One definition of the word perspective is "the faculty of seeing all relevant data in a meaningful relationship." Not bad, but hard to consider when a slew of troubles crowd in on you. And yet, it can be done. A few examples:Imagine being born without the ability to see or hear. Who can blame someone for throwing in the towel on that one? A young woman named Helen Keller overcame it instead. So well that, with the dedicated help of Anne Sullivan, she became a college graduate (Radcliff), an author (12 books), renowned lecturer and world traveler.
Franklin Roosevelt was a rising star on the political scene as the 1920s came roaring in. Then polio knocked him down, making him a cripple for the remainder of his life. His wealthy mother wanted to pamper him away from politics and into a reclusive life. But his wife, Eleanor, urged him back into action. Wheelchair, crutches, leg braces and all, he became a governor, then one of our top three presidents.
Little Benny Franklin had to drop out of school when he was 10. Leaving home, he traveled by himself from Boston to Philadelphia and into the world of work as a printer. Seeking a better life, he taught himself five different languages, all the math of his day, and became an inventor, philosopher and one of our nation's most outstanding statesmen.
Closer to home, my friend and teacher-coach, Don Grant, was hoping to become an athlete when polio struck him, too. Ten years old, flat on his back, he was told he'd never walk again. He told me he woke with a wet pillow often until he realized crying was getting him nowhere.
Refusing to stay in a wheelchair, he crawled all over, eventually pulled himself upright, then hobbled on crutches, to one crutch, to a cane, and finally running unaided. Athletics? He played football and baseball on his knees for City College of San Francisco and gained the school's Hall of Fame. He also played guard on Cal's rambler teams.
From all this comes the hope that, the next time fate swats you with a sledgehammer -- your one-and-only runs off with Charlie the hairy-arm bartender, or the pro basketball teams won't give short guys the time of day -- stuff your woes in the perspective bag and give life your best shot.

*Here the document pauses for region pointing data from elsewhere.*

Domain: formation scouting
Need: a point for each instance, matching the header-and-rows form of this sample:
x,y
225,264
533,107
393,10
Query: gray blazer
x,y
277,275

Perspective humor: A fellow was talked into sky diving by a friend. Obviously worried, he was assured he'd have an extra parachute in case of trouble. And, after landing, a truck would pick him up to take him back.
He bailed out.
The main chute didn't open.
The secondary one didn't either. Then he said to himself, "I bet the truck won't be there either!"
Fortune knocked at a fellow's door one day.
But he wasn't home.
He was over at a neighbor's house complaining about his bad luck.